Assignment 4 - Bayesian models
By Julia Jönmark and Hanna Söderström
Hours spent: 10h each
To answer this question we needed to fetch the files and put its information in to a dataframe.
For the first question we took inspiration from the code from Grepper (found on this link: https://www.codegrepper.com/code-examples/shell/unzip+tar.gz+using+python) to be able to access the information from the .tar files. Then we realized that the files were not read correctly and this was fixed by adding 'latin-1' according to this link: https://stackoverflow.com/questions/5552555/unicodedecodeerror-invalid-continuation-byte.
Below we can see how the data frame 'df' looks
For part B in the first question we wanted to split the dataset into training and test sets. We use a train/test split of 70-30.
We start of with the train and test sets from the previous question and use it for the vectorization of the emails.
To vectorize the email texts we used the code from scikit learn as inspiration (found on this link: https://scikit-learn.org/stable/modules/generated/sklearn.feature_extraction.text.CountVectorizer.html?highlight=count%20vectorizer#sklearn.feature_extraction.text.CountVectorizer)
When we have vectorized the email texts, we create the classifiers and run them. The code is taken from naïve_bayes_intro.ipynb provided in the course (we have changed to the right classifier here).
Accuracy for Multinomial: 0.9721362229102167 Accuracy for Bernoulli: 0.8328173374613003
We then want to print out the results with the percentage of ham and spam tests set that were classified correctly. This is done by creating confusion matrixes (code for this is taken from this link: https://scikit-learn.org/stable/auto_examples/model_selection/plot_confusion_matrix.html). To calculate the true positive and true negative we took inspiration from Grepper again (code found on this link: https://www.codegrepper.com/code-examples/python/precision+and+recall+from+confusion+matrix+python) and calculated more exact values.
True positive for Bernoulli: 0.9980119284294234 True negative for Bernolli: 0.2517482517482518 True positive for Multinomial: 0.9920477137176938 True negative for Multinomial: 0.9020979020979021
According to the picture provided in Lecture 4 (see below), we can analyze the matrices.
From the matrix with the Bernoulli classifiers we get: correct identification of ham: 99.8% correct identification of spam: 25.2% _ From the matrix with the Multinomial classifiers we get: correct identification of ham: 99.2% correct identification of spam: 90.2%
From this we get that the the Multinomial classifier is better for identifying spam/ham emails for this dataset. We can also see from the matrices above that the amount of false idenification of ham was far greater with the Bernoulli classifier than with the Multinomial classifier. Since the multinomial classifier takes the number of times a word appears into consideration (unlike the Bernoulli) we can conclude that the number of times a word appear matters for this dataset.

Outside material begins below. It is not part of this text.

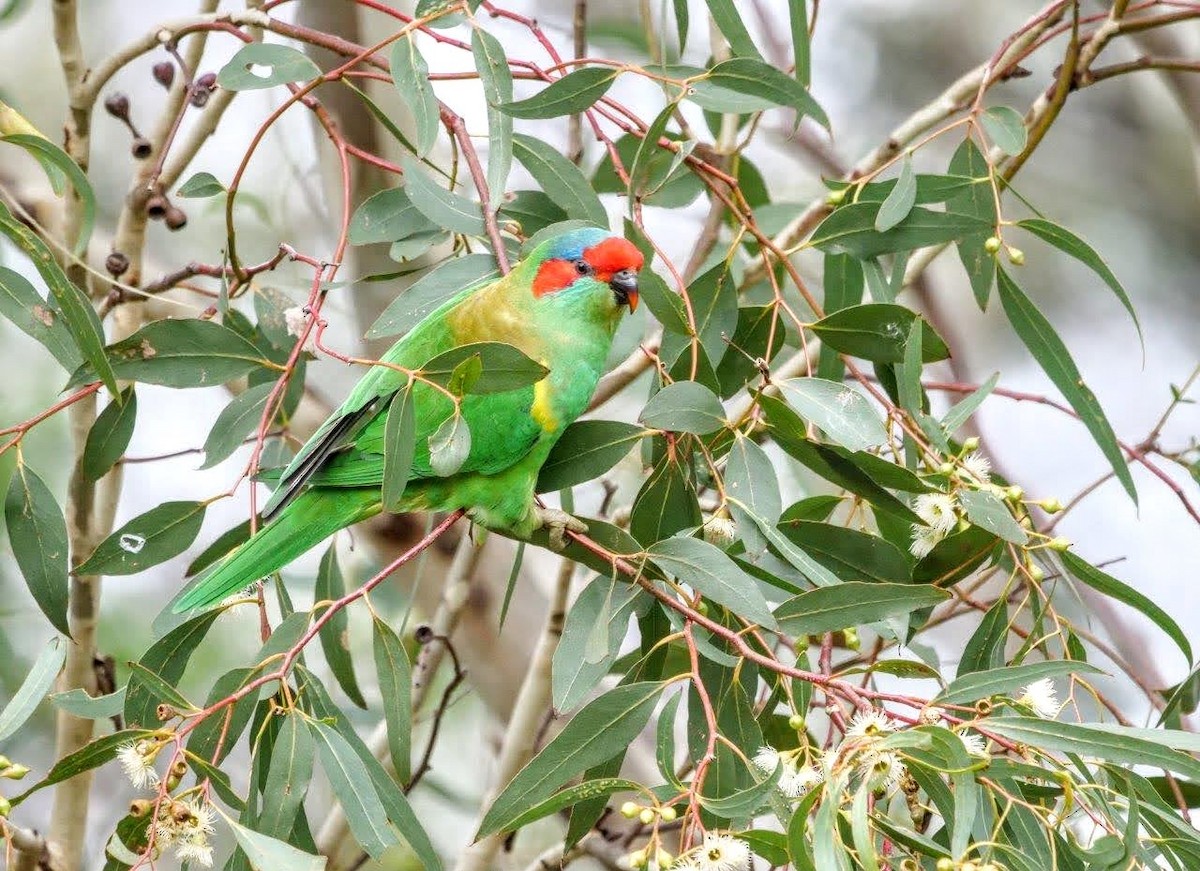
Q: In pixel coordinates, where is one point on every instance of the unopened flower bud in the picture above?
(163, 73)
(117, 264)
(118, 106)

We begin by seperating the easy/hard ham types into two different data sets together with the spam. This will be the data sets that we use later to determine the difference between easy ham vs spam and hard ham vs spam.
Then we did same as we have done before but we used different data frames in this case.
Accuracy for Multinomial: 0.9702276707530648 Accuracy for Bernoulli: 0.8984238178633975 Easy: True positive for Multinomial: 0.9976958525345622 Easy: True negative for Multinomial: 0.8832116788321168 Easy: True positive for Bernoulli: 1.0 Easy: True negative for Bernolli: 0.5766423357664233 Accuracy for Multinomial: 0.915929203539823 Accuracy for Bernoulli: 0.8053097345132744 Hard: True positive for Multinomial: 0.7804878048780488 Hard: True negative for Multinomial: 0.9930555555555556 Hard: True positive for Bernoulli: 0.5 Hard: True negative for Bernolli: 0.9791666666666666
From the above matrices we get the following:
For easy ham: correct identification of ham with MultinomialNB: 99.8% correct identification of spam with MultinomialNB: 88.3% correct identification of ham with BernoulliNB: 100% correct identification of spam with BernoulliNB: 57.6% _ For hard ham: correct identification of ham with MultinomialNB: 78% correct identification of spam with MultinomialNB: 99.3% correct identification of ham with BernoulliNB: 50% correct identification of spam with BernoulliNB: 97.9%
From this we can conclude that the multinomial classifier is better than bernoulli regarding both easy ham and hard ham. For easy ham, we can see that the bernoulli classifier only gives the correct information 57.6% of the times for spam emails when the multinomial classifier gives 88.3% correct information for spam emails. For hard ham the the bernoulli classifier only gives the correct information 50% of the times for ham emails when the multinomial classifier gives 78% correct information for ham emails. That is a significant difference in both cases where the multinomial classifier comes out on top.